Así fue todos los años de mi infancia hasta que de repente no fue más.
Mis padres se separaron cuando yo tenía 13 años y mi hermano y yo nos fuimos con mi padre después de la fría Navidad de 2007. A partir de entonces los diciembres quedaron cubiertos con la marca que tienen las fechas en que ocurren tragedias y predomina esa sensación de que hace unos años todo cambió para siempre.
En contraposición, una nueva tradición se instaló. Cada 31 de diciembre, y durante 10 años, el Año Nuevo llegó con la misma promesa de mi padre: ahora todo mejoraría. Después de la Navidad de 2018 dejé esa casa y esas promesas. Para entonces el sentido de la fiesta decembrina se desdibujó por completo para mí y por un par de años el desasosiego me invadía cada que se acercaba la fecha. La relación de mis padres se había derrumbado y la mía con ellos estaba en obra.
No obstante, desde hace un par de navidades hay algo diferente.

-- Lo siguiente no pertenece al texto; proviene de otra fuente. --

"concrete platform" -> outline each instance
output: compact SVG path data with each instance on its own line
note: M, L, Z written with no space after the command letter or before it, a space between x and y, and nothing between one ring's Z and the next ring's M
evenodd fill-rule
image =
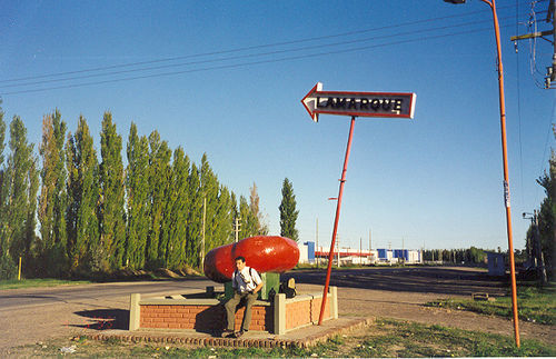
M248 331L239 339L220 338L219 333L206 333L195 330L139 329L105 330L102 333L86 336L92 340L122 340L130 342L171 343L185 347L230 347L230 348L309 348L327 339L350 332L370 325L375 318L339 317L327 320L322 326L307 327L272 335L267 331Z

Ya no veo el halo de oscuridad aunque sigue claro que la tradición navideña de cuando era niña ya no existe. No habita más en mí esa intención. No decoro árbol, no enciendo instalaciones de 200 luces titilantes y mi licuadora se mantiene como el resto del año: desnuda.
Me convertí en el Grinch y no porque odie la Navidad sino porque he venido cuestionando las tradiciones, año a año, hasta replantearlas y crear otras que se ajusten a mi nueva forma de ver estas fechas. Aún sigo en el proceso. Tratando de construir ese significado renovado y, quizá, con una única certeza: de que yo soy —al menos para mí— el cambio prometido.